Slowdowns in the economy are inevitable. While it may be tempting to rely on Federal Reserve policy as a lone response to recessions, this would be a mistake; we know that fiscal stimulus is effective. Rather than wait for a crisis to strike before designing discretionary fiscal policy, we would be better served by preparing in advance. Enacting evidence-based automatic stabilizer proposals before the next recession will help the next recovery start faster, make job creation stronger, and restore confidence to businesses and households.
Automatic stabilizers are designed to expand during an economic downturn and contract during an expansion—providing timely and temporary fiscal stimulus. Boushey, Nunn, O’Donnell, and Shambaugh assess the various policy responses available to the federal government and argues that when well designed, automatic stabilizers can be an effective part of the policy tool kit for responding to recessions.
Louise Sheiner and Michael Ng investigate the cyclicality of fiscal policy over the past 40 years, finding that fiscal policy has been increasingly countercyclical, with automatic stabilizers providing roughly half the stabilization. By contrast, state fiscal policy has been mildly procyclical.

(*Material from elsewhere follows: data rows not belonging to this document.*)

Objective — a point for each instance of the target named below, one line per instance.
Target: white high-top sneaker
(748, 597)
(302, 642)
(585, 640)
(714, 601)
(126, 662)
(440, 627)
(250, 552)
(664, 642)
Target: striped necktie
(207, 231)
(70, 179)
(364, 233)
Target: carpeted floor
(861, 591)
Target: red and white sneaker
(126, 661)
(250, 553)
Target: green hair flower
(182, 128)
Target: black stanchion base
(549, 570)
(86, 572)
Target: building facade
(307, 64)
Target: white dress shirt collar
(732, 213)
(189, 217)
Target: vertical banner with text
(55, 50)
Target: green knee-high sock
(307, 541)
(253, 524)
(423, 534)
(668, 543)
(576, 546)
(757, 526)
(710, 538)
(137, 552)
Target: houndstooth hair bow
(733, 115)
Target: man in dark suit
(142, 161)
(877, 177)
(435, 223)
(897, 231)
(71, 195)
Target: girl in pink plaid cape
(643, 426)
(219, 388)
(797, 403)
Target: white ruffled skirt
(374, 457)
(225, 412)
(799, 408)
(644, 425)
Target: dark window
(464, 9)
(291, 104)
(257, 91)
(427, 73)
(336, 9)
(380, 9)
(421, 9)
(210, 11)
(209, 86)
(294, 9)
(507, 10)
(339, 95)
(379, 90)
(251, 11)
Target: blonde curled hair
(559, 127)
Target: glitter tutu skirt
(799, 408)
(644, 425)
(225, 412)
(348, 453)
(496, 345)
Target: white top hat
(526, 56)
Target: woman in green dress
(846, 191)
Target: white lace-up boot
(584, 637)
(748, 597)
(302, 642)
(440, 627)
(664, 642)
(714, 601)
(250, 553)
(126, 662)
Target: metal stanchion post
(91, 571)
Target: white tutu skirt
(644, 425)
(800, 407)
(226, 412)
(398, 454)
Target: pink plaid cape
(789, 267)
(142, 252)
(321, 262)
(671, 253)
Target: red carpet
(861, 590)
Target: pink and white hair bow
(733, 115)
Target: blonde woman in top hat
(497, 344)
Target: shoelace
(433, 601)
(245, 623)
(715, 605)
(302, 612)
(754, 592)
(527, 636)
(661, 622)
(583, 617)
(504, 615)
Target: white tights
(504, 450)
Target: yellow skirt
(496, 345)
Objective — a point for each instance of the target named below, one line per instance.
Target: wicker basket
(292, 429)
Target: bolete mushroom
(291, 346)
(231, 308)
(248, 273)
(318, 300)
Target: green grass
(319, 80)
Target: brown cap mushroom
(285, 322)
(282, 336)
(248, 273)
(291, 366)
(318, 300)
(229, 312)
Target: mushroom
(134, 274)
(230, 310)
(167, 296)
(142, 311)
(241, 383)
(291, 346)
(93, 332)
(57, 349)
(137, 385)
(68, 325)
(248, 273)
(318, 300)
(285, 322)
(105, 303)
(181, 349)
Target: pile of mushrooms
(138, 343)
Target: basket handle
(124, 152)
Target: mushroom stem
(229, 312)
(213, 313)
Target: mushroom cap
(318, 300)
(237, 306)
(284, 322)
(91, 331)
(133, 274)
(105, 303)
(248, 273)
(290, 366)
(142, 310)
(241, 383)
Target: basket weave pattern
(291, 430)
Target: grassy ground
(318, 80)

Consumer spending, which makes up about 70 percent of aggregate expenditures in the economy, slows sharply during recessions. This slowdown can exacerbate employment losses and reduced production, making a recession even worse. Claudia Sahm proposes automatic direct payments to individuals to support consumer spending when the national unemployment rate rapidly rises.
In the face of large declines in tax revenues and increased demand for state programs during and after recessions, state governments are often forced to raise taxes, cut programs, or both. In order to protect state Medicaid programs and counteract recessions, Matthew Fiedler, Jason Furman, and Wilson Powell III propose to automatically increase the federal share of expenditures under Medicaid and the Children’s Health Insurance Program when a state’s unemployment rate exceeds a threshold level.
Transportation infrastructure investment during economic downturns often occurs too slowly—and in insufficient quantities—to help stabilize the economy. Andrew Haughwout of the Federal Reserve Bank of New York proposes a modification of the BUILD grant program that would automatically fund additional transportation infrastructure investments during recessions.